Well, no. I don't think it comes from some mysterious realm. I think that which is not physical does not exist [edit: and if you like I'll follow that one right down the rabbit hole--continuity and infinity are useful delusions]. But that eminently does not mean we know what intelligence is, let alone how to build one.
> The fact that at the bottom we produced it via matrix multiplication is irrelevant.
Huh? We don't even know what "it" is. How can you say you produced it?
> a machine performs tasks that require flexible analytical and cognitive skills
You see that, I see a lucky stochastic search result. Don't underestimate the "creativity" of random algorithms! They can do some wild shit! This is nothing new, we've been playing with these toys for like 70 fucking years. It's only recently that they started spewing words and everyone lost their minds over it.
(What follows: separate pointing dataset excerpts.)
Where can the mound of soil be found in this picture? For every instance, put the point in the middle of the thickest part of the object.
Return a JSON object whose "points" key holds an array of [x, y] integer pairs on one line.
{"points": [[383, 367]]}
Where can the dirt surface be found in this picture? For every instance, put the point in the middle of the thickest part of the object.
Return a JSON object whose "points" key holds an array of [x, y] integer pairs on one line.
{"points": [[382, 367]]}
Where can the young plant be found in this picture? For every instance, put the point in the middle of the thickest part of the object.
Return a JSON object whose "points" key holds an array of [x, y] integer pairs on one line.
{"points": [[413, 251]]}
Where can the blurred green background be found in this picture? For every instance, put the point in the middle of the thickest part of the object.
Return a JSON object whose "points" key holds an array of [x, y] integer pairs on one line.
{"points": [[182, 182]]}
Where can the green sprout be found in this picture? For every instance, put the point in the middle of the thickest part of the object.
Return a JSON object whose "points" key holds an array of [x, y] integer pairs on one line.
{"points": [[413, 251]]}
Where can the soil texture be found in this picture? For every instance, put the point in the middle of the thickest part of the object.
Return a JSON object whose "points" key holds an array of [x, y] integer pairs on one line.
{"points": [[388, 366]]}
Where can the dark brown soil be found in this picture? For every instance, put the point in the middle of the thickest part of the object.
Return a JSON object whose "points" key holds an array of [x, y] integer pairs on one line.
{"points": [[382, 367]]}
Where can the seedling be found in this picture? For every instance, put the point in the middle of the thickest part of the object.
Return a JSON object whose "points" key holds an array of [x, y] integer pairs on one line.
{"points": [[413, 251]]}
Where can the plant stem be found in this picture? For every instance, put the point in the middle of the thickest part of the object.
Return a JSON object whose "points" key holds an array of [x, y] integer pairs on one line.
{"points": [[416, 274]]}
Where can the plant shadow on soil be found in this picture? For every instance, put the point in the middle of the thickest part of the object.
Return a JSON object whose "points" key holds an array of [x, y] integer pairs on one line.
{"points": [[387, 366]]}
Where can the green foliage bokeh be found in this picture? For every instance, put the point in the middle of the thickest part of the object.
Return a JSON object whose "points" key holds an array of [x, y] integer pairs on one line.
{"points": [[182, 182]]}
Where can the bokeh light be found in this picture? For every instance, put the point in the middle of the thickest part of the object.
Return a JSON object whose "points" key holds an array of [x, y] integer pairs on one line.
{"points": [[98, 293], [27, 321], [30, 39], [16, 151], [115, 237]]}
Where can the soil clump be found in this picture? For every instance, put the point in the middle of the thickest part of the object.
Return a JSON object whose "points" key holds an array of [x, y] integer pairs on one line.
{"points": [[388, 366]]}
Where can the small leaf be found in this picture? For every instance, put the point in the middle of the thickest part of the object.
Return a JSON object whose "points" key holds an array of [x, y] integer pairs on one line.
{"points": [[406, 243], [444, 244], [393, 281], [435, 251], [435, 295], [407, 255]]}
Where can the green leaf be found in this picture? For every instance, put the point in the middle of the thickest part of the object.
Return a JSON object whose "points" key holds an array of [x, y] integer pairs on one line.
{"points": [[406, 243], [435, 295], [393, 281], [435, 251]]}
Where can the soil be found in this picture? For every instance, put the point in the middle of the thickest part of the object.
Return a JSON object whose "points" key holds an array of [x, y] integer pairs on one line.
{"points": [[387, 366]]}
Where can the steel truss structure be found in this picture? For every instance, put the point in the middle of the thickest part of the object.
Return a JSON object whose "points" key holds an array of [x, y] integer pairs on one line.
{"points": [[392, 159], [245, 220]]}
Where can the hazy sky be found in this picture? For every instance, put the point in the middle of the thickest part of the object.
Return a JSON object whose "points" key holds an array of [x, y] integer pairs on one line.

> I see a lucky stochastic search result
Again you're reaching for a mechanistic explanation of some kind (let's leave for the moment whether it makes sense or not) as if having an explanation somehow contradicted a display of intelligence. It doesn't. Yes of course we made it, we know how it works (ar some level) and there is no magic. But what matters is the result- this machine, matrix multiplier, stochastic parrot, consistently displays intelligence, to the point of being able to perform very complex, open-ended tasks that integrate discovery, planning, tool usage, decision and even some aesthetic sense, understanding and using natural language, context awareness, you name it.
> This is nothing new, we've been playing with these toys for like 70 fucking years
Lol no. For god's sake. Hundreds of billions of parameters organised in a specific architecture and trained with unimaginable amounts of data and compute? Unless by "these toys" you mean "any computer program vaguely AI-related".
IDK, it doesn't seem like they actually do any of that. To me it seems like they have good enough semantic embeddings that they can kind of approximate those things, sometimes, well enough if you don't look too hard. This is enough to fool people. Of course there's gold in them hills--some recent mathematical results were found there. But to say that's "intellgence" is to say that lossy compression is intelligence. It's static. It does not learn. It does not adapt.
> Unless by "these toys" you mean "any computer program vaguely AI-related".
Not "vaguely AI related". I mean stochastic computer programs that can do things that look awful thinky. They've existed for a long time, but only recently (due to word2vec and other advances) have the results been words that mostly go together well instead of numbers. For some reason people seem to think a lot less critically when the output is words. IDGI but it's a whole thing.